Second smallest German oil field

According to the Federal Association of Natural Gas, Petroleum and Geoenergy (BVEG), 786 tons of oil were produced near Darmstadt last year. 786 tons is a multiple of the amount in previous years. But it is only half a per thousand of German oil production. The “Schwarzbach” field west of Darmstadt is the second smallest in the country.

Heidelberg Rhein Petroleum GmbH employs eleven people. It was founded 15 years ago by Deutsche Rohstoff AG, a medium-sized company from Mannheim. Using technically sophisticated methods, Rhein Petroleum examined long-exploited oil fields. Is there anything else to get there? So far this has resulted in a loss of more than 90 million euros. For five years, the company has been producing in the Ried near Darmstadt and – with a partner – from a source in the Allgäu.

Sobering numbers

The economic result is sobering. Year after year, the oil wells bring less money into the coffers: While “Rhein Petroleum” recorded sales of 2.4 million euros in 2018, it was 1.4 million in 2019 and one million in 2020. Managing director Appel says that it has largely remained that way. Documented new numbers cannot be determined.

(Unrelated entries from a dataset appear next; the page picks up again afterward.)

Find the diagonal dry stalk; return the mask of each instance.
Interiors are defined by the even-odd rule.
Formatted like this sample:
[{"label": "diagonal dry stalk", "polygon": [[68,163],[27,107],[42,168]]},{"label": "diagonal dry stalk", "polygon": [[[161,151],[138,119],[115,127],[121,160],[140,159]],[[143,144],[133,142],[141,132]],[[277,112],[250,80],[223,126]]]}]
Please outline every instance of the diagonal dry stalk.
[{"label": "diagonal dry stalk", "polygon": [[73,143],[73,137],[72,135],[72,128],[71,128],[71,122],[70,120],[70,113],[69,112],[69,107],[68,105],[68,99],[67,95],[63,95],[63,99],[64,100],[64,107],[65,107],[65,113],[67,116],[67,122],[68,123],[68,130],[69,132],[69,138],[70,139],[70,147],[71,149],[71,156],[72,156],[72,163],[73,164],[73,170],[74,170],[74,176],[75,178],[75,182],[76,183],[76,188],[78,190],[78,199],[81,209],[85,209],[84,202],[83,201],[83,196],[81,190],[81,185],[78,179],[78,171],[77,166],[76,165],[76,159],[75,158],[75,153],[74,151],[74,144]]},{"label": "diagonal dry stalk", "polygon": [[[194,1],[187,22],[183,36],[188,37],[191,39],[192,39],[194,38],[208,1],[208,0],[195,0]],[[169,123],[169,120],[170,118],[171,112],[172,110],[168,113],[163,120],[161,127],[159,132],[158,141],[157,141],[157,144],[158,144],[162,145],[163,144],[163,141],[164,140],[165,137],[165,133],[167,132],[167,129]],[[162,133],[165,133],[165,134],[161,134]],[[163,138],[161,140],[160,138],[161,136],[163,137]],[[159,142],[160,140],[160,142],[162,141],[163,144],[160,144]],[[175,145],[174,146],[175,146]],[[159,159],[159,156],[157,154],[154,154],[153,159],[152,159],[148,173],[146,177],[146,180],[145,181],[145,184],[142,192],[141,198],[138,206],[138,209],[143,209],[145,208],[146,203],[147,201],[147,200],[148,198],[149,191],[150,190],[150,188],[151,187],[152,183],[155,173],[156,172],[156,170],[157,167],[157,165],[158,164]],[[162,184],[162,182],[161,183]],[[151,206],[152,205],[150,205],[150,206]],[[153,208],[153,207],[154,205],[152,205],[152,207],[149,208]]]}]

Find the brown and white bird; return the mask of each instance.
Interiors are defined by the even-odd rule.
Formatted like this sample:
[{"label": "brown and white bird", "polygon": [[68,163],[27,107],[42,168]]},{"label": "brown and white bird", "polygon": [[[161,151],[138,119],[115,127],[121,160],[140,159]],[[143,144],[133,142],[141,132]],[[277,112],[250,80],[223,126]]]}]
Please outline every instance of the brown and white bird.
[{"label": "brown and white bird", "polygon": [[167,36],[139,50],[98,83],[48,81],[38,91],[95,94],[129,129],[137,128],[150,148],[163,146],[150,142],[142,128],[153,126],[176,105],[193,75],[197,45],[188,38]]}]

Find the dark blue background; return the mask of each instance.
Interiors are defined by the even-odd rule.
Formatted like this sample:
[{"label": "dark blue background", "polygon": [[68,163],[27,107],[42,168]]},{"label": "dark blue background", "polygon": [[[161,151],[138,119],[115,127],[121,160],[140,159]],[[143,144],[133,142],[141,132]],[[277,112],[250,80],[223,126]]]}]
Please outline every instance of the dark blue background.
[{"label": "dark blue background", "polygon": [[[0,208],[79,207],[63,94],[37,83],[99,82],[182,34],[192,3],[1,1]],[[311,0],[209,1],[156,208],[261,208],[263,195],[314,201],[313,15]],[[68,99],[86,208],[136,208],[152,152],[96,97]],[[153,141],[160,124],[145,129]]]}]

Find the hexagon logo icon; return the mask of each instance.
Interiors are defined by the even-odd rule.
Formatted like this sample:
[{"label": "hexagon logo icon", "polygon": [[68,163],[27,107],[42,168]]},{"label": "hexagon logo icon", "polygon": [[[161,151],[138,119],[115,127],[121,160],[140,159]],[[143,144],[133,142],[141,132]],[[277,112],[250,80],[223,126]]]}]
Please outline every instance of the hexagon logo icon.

In 2019, the then owners discovered that bookings worth 2 million euros had become worthless. Drilling and production licenses, which had previously been valued highly with optimistic prospects, had to be written down. In 2020, Rhein Petroleum booked out two thirds of its assets – a good 10 million euros. The low oil price was to blame, explains managing director Appel. Since it has risen significantly again, assets have slowly been valued higher again.

Share a “penny stock”

The founders quickly lost interest in Rhein Petroleum. In 2011 it was sold to a small Dutch company. Six months ago, Rhein Petroleum was sold to the even smaller Beacon Energy plc, based in the “tax haven” Isle of Man.

Two years ago the British had already bought into another oil field. It quickly became clear: There is no oil there. Beacon Energy’s share price on the London “Alternative Investment Market” plummeted from 5.30 pounds. Since then, Beacon shares have been a so-called “penny stock” and were quoted at 9 pence.

When the new subsidiary “Rhein Petroleum” told the press its “Dallas-im-Ried” story, the share price briefly tripled. It is currently down to 14p.